North Atlantic Treaty organization is an alliance of 16 North American and European nations. These nations are: the United States, Canada, Iceland, Great Britain, Norway, Denmark, the Netherlands, Belgium, Luxembourg, West Germany, France, Portugal, Spain, Italy, Greece, and Turkey. Together these nations contain a large segment of the world’s population and more than half of the world’s industrial capacity and wealth.

The heart of the treaty is founding the far-reaching provisions of Article 5, by which the signatories agree that an armed attack against one or more of them in Europe or North America shall be considered an attack against them all; and… that, if such an armed attack occurs, each of them… will assist the Party or Parties so attacked by adding forthwith…such action as it deems necessary, including the use of armed force, to restore and maintain the security of the North Atlantic Area” (Asmus, 2002).

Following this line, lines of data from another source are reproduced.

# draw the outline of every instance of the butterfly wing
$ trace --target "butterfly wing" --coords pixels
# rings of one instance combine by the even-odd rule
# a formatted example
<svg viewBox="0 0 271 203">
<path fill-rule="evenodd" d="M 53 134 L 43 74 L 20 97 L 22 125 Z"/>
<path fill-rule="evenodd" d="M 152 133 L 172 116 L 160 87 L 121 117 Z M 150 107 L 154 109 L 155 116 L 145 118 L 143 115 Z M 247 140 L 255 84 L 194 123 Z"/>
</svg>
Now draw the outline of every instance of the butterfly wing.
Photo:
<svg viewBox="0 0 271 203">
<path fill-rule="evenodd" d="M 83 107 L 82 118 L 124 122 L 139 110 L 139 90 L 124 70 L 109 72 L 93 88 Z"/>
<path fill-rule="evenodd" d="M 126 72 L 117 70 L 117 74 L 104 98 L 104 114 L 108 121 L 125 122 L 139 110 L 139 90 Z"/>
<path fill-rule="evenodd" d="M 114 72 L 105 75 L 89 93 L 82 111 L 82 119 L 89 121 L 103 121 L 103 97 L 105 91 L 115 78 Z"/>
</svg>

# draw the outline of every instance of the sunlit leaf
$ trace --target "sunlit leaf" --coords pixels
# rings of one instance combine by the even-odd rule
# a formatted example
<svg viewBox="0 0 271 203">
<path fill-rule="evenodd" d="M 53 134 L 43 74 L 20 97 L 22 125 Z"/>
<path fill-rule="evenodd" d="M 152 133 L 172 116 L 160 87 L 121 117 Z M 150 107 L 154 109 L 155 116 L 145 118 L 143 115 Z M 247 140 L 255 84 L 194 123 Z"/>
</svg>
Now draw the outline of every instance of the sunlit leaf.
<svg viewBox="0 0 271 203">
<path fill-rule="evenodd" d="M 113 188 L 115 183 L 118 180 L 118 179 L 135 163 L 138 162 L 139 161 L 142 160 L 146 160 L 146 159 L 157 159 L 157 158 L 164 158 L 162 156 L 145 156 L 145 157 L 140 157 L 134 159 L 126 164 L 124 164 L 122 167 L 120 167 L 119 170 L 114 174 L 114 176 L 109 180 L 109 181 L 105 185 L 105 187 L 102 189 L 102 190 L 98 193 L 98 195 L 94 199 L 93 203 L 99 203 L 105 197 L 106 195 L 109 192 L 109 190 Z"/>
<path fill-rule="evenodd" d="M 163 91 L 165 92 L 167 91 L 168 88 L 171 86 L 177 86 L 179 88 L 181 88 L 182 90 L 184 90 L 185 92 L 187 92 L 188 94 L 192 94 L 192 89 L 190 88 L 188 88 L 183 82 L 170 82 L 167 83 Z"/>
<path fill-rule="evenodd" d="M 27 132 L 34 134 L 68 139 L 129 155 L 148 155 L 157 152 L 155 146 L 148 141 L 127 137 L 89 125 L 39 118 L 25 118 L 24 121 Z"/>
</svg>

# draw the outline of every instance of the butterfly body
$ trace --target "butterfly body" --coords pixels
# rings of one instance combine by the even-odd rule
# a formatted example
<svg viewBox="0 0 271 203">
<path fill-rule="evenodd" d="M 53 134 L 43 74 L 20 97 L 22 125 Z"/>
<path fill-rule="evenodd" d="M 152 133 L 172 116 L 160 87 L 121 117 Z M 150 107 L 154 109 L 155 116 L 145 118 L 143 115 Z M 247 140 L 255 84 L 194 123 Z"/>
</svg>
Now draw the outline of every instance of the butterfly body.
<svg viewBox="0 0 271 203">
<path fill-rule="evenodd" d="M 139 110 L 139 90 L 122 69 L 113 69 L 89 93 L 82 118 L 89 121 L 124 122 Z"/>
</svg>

Thesis Statement: This research scrutinizes the North Atlantic Treaty Organization in terms of its raison detre, its admission, policies and its internal structure and management. This also analyzes the successes and failures of the organization. II. Background A. Organization The controlling authority of NATO is the North Atlantic Council. Composed of permanent civilian representatives of the member states, it meets once or twice a week at Brussels, Belgium. Twice a year, the council meets at the ministerial level.

Since France’s withdrawal from NATO’s integrated military activities in 1966, the council reconstitutes itself as the Defense Planning Committee, without French representation (Kaplan, 2004), whenever it discusses defense matters in which France is not interested. The highest noncivilian authority is the Military Committee, which is also located at the Brussels headquarters. It makes recommendations to the Defense Planning Committee and has control over NATO commanders. Permanent representatives of the chiefs of staff of the member states are occasionally replaced on the committee by the chiefs of staff themselves (Powaski, 1994).

B. NATO Structure The North Atlantic Treaty, signed on April 4, 1949, commits its signatories to safeguard the principles of democracy, individual liberty, and the rule of law, and to promote peace, well-being, and stability (Hendrickson, 2006). The treaty creates a defensive military alliance by stipulating that an armed attack against one or more of the members shall be considered an attack on all. The North Atlantic Council, chief policy making body of NATO, meets permanently at Brussels.

Each nation appoints one representative to the council, and policy decisions must be made by unanimous vote. The chairman of the council is also secretary general of NATO and heads the secretariat (Wilcox, 2003). The North Atlantic Council has more than 20 standing committee works out defense plans on the basis of instructions received from the council. The Military Committee, consisting of the chiefs of staff of all the member nations except France and Iceland (Wilcox, 2003), makes recommendations to the Defense Planning Committee and the North Atlantic Council.